It is a hard decision because of how it might be seen too. I so do not want people to see it as doing a U-turn, or as a start-over. I now have 5 years of experience in computational biology and I am afraid of hearing “you are just fresh out of your Ph.D. and we thus don’t think you are yet qualified for a lead role in our company.” from an HR manager after my Ph.D.📆👨💼 To me, it is a continuation of my career. Ph.D.s can be many things and I see mine as a kind of post-doc or a long sabbatical.

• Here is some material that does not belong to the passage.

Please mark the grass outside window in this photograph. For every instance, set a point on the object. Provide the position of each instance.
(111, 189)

Moreover, staying for such a short period in companies is not seen well. For very sensible reasons. But startups are a special environment, especially so early-stage. I have stayed for 3.5 years at Broad. Much longer than most people in my position there. I have worked on my project, PiPle, for more than 5 years. I also think I have shown how much I cared for Whitelab and the personal dedication I have put in and continue to, in the company. 🌟🤝
Finally, I feel I have actually learned a lot more in these 10 months than I had in a long time. From structural biology and drug discovery to business and management, the startup ecosystem, and cell and gene therapies. This is really thanks to these fast-paced environments and all the people I have been lucky to work with.
the many lessons learned
With my previous experience in building a company, I would not have expected to learn that much from being in a startup. I think I did not realize the major steps that going from a company of 1 to 5 people is compared to 5 to 20 and 20 to 100, etc… each growth cycle is a full reinvention of the company culture, it is new challenges and things get exponentially more complex for the C-levels (i.e. the executive team: CEO, CTO, CSO, CFO, HR manager, etc)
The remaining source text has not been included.